Research shows how much can be done to retain an owner’s enthusiasm and continued involvement even when they may not necessarily have enjoyed great success on the racecourse

As this expansion has the effect of increasing the number of horses in training, so it will bring significant benefits for the whole industry. Put simply, more horses in training produces more competitive racing and more betting on the sport. It allows racecourses to put on a better show, and brings economic benefits for trainers, jockeys, stable staff and breeders.

The drive behind what can only be described as a virtuous circle is being led by the ROA. The association is now working with all of racing’s stakeholders on a wide range of initiatives, all of which fell out of the survey.

The central aim of the Ownership Strategy for British Racing is not so much to increase the number of owners but to retain the involvement of existing owners for longer periods. In doing this, the objective is to improve retention levels through initiatives both on and off the racecourse in order to grow the horse population.

Retention of owners is obviously linked to some things outside of our control, but research also shows how much can be done to retain an owner’s enthusiasm and continued involvement even when they may not necessarily have enjoyed great success on the racecourse.

It is a fascinating detail that owners who are members of the ROA remain in ownership, on average, for eight years, whereas this figure comes down to five years for non-members.

The reason for this is clear. Through their membership of this organisation, owners have a much better ownership experience, particularly when they go racing. They receive benefits, advice and communications that stimulate their enthusiasm even at a time when the success rate with their horses may be below expectations.

To be acknowledged and treated with courtesy on the racecourse, even when you don’t have a runner, is just one example of how a relatively simple thing can make owners feel valued and more likely to retain their involvement in the sport.

By extending this philosophy into many different aspects of owning racehorses, we believe it will result in a greater buy-in from owners and gradually improve their retention. We should remember that existing owners represent racing’s greatest sales force.

The trainer is clearly central to all of this, often being the owner’s main point of contact. It is also true, however, that most trainers never have enough hours in the day, so it is not surprising that some of them are the last to want to embrace new ideas and working practices.

But trainers are also the prime beneficiaries of seeing positive results come from these initiatives.
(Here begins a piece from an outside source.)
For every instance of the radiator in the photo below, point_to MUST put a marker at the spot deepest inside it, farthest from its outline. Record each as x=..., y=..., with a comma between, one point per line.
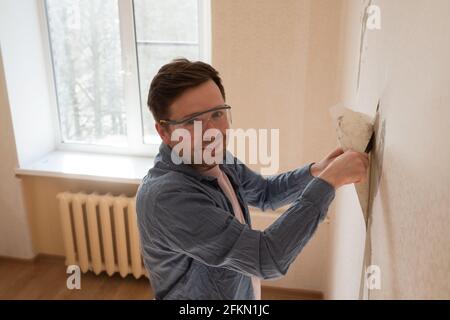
x=100, y=233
They must therefore be persuaded of the importance of developing new skills in such areas as social media and the use of new technology to help enhance their relationship with owners.

Syndicates represent another important strand to this work, representing as they do a gateway for many owners to arrive in the sport. Ensuring that all syndicates adhere to the Code of Conduct is an important way to minimise the number of owners who are put off because they feel they are the victims of sharp practice.

While it is true that owners are now seeing better levels of prize-money – and the new appearance money scheme kicked in at the beginning of the year – this alone will not be sufficient to ensure we meet our objectives.

Whether it is trainers, racecourses or the ROA, we all have to realise that most owners don’t just want to own horses. They – sorry, YOU – have other expectations. You have told us what these expectations are and we now need to continue the work towards meeting them.